Update (September 25): TThe Canadian Food Inspection Agency (CFIA) announced that these clams have also been distributed in Alberta and may have been distributed nationally.
Original article (September 24):
A recall is underway for clams from British Columbia that were sold in B.C. and Ontario, as they may contain toxins that could cause illness, with potentially fatal consequences.
The Canadian Food Inspection Agency (CFIA) announced on September 22 that Evergreen International Foodstuffs is recalling specific Manila clams due to a marine biotoxin that causes paralytic shellfish poisoning (PSP). The CFIA is currently conducting a food safety investigation that may result in the recall of other products.
The affected clams are sold with the following information:
• Harvest Date: Sep 16, 2020
• Processing Date: Sep 17, 2020
• Harvest Location: B.C. 17-20
• Lot# 21057
Although the CFIA lists the clams as sold in 25 pound quantities, they may have also been sold in bulk or smaller packages with or without a label, and may not have the same brand, product name, or code.
These clams were distributed in B.C. and Ontario.

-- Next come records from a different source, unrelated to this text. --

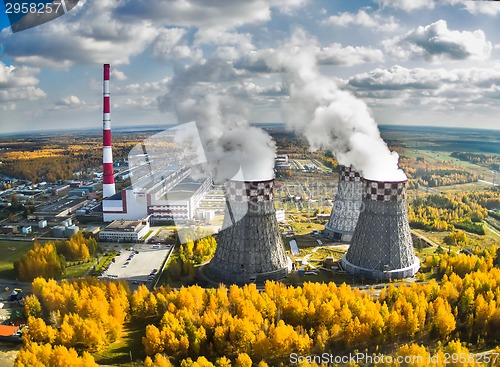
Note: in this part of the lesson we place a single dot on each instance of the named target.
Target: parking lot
(138, 264)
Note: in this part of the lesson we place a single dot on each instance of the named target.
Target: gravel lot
(137, 267)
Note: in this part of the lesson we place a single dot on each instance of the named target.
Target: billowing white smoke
(329, 117)
(234, 149)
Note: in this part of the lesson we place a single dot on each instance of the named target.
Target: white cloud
(336, 54)
(21, 94)
(437, 89)
(407, 5)
(363, 19)
(220, 14)
(136, 88)
(486, 7)
(142, 103)
(11, 76)
(118, 75)
(70, 101)
(491, 8)
(435, 42)
(171, 45)
(8, 106)
(90, 35)
(18, 84)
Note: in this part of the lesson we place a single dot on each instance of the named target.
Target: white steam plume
(234, 149)
(328, 117)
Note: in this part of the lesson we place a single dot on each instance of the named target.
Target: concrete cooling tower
(249, 247)
(347, 205)
(381, 246)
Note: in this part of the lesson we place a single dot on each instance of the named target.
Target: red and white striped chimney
(108, 182)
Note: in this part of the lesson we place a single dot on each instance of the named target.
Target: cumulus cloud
(171, 44)
(334, 54)
(407, 5)
(21, 94)
(436, 89)
(142, 102)
(115, 30)
(363, 19)
(70, 101)
(143, 88)
(18, 84)
(220, 14)
(90, 35)
(329, 117)
(118, 75)
(202, 93)
(435, 42)
(472, 6)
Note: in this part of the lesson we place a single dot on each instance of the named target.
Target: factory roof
(125, 225)
(61, 205)
(184, 189)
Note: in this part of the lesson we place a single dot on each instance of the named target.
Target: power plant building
(249, 247)
(346, 207)
(381, 246)
(165, 196)
(125, 231)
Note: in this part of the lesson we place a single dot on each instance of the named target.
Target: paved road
(489, 228)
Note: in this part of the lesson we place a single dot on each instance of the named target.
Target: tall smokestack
(108, 182)
(249, 247)
(347, 205)
(381, 245)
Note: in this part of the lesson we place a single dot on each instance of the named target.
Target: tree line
(244, 326)
(49, 260)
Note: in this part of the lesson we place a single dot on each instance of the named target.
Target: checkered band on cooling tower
(254, 191)
(348, 174)
(385, 191)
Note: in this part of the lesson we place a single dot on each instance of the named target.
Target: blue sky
(414, 62)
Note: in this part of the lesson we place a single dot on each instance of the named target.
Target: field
(10, 251)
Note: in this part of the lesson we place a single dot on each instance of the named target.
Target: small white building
(280, 215)
(26, 229)
(125, 231)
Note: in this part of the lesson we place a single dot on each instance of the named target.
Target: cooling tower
(249, 247)
(347, 205)
(108, 177)
(381, 246)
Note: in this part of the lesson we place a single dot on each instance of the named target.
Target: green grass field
(10, 251)
(129, 344)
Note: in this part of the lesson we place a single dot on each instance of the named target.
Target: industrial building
(346, 207)
(249, 247)
(125, 231)
(60, 208)
(381, 246)
(169, 195)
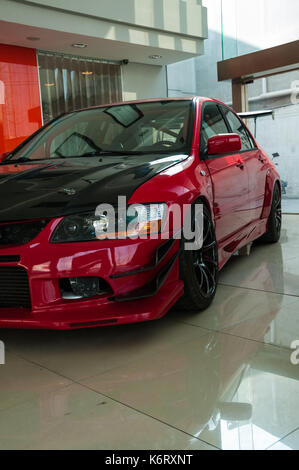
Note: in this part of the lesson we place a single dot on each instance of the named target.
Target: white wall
(249, 26)
(143, 81)
(133, 29)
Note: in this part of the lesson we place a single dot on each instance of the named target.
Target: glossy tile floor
(222, 379)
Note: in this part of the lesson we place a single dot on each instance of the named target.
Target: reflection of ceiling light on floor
(80, 45)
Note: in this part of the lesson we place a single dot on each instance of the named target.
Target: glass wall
(68, 83)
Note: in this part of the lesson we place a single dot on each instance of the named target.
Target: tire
(275, 218)
(199, 270)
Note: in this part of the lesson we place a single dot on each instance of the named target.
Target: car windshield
(139, 128)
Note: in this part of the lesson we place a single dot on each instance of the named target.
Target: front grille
(14, 287)
(9, 258)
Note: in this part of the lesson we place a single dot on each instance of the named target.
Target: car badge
(69, 191)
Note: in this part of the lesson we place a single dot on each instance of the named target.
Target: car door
(255, 162)
(229, 176)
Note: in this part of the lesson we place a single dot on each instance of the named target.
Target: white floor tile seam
(226, 333)
(127, 405)
(259, 290)
(104, 395)
(283, 438)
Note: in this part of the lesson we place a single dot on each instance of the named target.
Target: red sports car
(65, 262)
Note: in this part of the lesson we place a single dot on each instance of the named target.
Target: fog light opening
(75, 288)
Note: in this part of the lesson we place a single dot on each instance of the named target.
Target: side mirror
(3, 156)
(224, 144)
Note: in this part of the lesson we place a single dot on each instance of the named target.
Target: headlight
(138, 220)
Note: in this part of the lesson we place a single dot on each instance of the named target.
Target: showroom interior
(226, 378)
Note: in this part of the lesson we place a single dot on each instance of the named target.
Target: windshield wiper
(99, 153)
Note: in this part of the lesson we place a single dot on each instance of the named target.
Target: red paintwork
(224, 143)
(237, 190)
(20, 112)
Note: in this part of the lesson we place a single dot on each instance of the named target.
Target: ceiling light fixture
(79, 45)
(155, 57)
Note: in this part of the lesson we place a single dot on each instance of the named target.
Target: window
(238, 128)
(212, 124)
(157, 127)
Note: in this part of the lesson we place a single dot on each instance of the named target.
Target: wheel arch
(271, 182)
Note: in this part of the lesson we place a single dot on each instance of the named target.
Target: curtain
(70, 83)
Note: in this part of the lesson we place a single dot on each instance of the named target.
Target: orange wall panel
(20, 111)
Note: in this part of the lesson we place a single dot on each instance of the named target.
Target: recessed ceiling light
(155, 57)
(80, 45)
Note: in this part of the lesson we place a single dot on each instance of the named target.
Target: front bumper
(144, 281)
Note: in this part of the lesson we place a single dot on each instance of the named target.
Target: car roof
(199, 99)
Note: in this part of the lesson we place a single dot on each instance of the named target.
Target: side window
(212, 124)
(237, 127)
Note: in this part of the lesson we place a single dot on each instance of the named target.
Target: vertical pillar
(240, 96)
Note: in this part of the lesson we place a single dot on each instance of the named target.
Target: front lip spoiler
(153, 287)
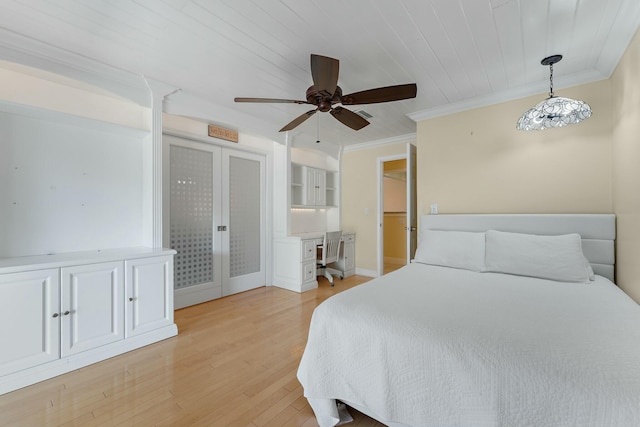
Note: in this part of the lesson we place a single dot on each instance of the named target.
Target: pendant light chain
(551, 80)
(554, 112)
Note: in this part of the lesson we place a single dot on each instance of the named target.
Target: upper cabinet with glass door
(313, 187)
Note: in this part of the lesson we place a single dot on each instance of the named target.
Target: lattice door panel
(191, 215)
(244, 216)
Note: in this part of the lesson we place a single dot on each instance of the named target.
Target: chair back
(331, 247)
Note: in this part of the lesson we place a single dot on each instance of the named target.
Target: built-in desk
(295, 259)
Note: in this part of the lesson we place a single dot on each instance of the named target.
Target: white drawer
(308, 271)
(308, 250)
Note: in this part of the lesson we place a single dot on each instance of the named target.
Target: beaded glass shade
(555, 111)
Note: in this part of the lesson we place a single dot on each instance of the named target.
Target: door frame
(193, 294)
(380, 189)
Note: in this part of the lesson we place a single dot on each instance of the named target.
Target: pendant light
(554, 111)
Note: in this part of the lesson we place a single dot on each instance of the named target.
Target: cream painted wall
(626, 168)
(359, 195)
(477, 162)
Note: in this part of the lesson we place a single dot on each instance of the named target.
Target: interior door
(412, 217)
(216, 220)
(244, 217)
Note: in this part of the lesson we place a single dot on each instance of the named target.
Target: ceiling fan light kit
(555, 111)
(325, 94)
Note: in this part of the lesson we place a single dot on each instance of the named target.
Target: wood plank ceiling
(461, 53)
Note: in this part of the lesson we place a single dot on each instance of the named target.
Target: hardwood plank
(233, 363)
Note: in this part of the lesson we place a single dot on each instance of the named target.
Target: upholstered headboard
(598, 231)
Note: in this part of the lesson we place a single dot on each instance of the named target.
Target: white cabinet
(30, 315)
(295, 260)
(149, 294)
(313, 187)
(65, 311)
(91, 309)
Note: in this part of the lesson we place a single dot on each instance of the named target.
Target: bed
(501, 320)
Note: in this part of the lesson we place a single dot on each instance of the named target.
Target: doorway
(394, 213)
(397, 236)
(214, 217)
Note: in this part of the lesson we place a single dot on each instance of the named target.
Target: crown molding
(401, 139)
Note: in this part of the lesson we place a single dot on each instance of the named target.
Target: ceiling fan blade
(349, 118)
(381, 94)
(295, 122)
(270, 100)
(324, 71)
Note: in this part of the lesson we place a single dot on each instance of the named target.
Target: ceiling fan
(325, 93)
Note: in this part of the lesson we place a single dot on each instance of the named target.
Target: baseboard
(365, 272)
(61, 366)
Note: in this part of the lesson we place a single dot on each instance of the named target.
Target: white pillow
(457, 249)
(549, 257)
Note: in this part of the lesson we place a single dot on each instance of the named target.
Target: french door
(214, 219)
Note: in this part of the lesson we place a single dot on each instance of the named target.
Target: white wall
(69, 181)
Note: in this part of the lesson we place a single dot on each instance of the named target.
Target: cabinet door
(30, 315)
(92, 306)
(349, 256)
(321, 187)
(149, 294)
(314, 186)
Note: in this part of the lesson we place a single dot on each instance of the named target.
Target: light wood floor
(233, 363)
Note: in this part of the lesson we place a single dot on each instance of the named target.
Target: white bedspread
(436, 346)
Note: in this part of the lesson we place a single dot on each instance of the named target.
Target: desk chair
(327, 253)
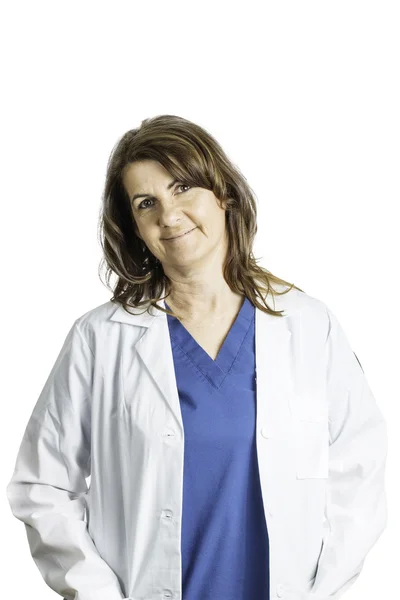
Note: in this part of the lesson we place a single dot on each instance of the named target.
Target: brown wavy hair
(192, 156)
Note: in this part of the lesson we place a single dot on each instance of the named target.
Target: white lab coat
(110, 411)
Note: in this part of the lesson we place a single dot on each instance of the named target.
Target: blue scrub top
(225, 545)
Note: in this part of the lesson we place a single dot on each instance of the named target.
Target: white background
(303, 96)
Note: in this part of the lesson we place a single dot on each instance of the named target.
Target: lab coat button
(264, 432)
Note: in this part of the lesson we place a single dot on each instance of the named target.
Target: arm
(356, 508)
(48, 486)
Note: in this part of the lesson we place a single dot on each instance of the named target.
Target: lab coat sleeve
(47, 489)
(356, 507)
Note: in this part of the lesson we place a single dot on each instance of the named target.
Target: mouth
(178, 237)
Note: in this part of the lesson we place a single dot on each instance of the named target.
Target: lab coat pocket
(312, 448)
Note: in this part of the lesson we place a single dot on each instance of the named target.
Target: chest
(210, 334)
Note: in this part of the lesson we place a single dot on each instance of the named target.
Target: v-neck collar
(215, 370)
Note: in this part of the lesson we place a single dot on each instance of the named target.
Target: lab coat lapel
(274, 353)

Anyone who has these clams should return them to the place of purchase or dispose of them. Anyone who is uncertain about the source of the clams should check with the place of purchase.
Bivalve shellfish are sensitive to water quality as they feed by filtering microscopic organisms from the water. As a result, harmful bacteria, viruses, and marine biotoxins can accumulate in their tissues and cause illness when eaten.
Paralytic shellfish toxins are natural toxins that can sometimes accumulate in bivalve shellfish, such as oysters, clams, scallops, or mussels. Non-bivalve shellfish, such as whelks, can also accumulate toxins that cause PSP when consumed.
It's important to note that these toxins are not destroyed by cooking.
PSP symptoms include tingling sensations and numbness of the lips, tongue, face, neck, hands, and feet; drowsiness; headaches and dizziness; and difficulty swallowing within a few minutes and up to 10 hours after consumption.
In severe cases, PSP can cause incoherent speech, difficulty walking, muscle paralysis (or stiffness or lack of coordination of limbs), weakness, rapid pulse, respiratory paralysis, and even death (within two to 12 hours after consumption).
Other symptoms can include salivation, temporary blindness, nausea, and vomiting.
Anyone who feels ill after eating bivalve shellfish should immediately seek medical attention.
More information about PSP and marine biotoxins in shellfish is available at the CFIA website.
So far, there haven’t been any reported illnesses associated with the consumption of these clams.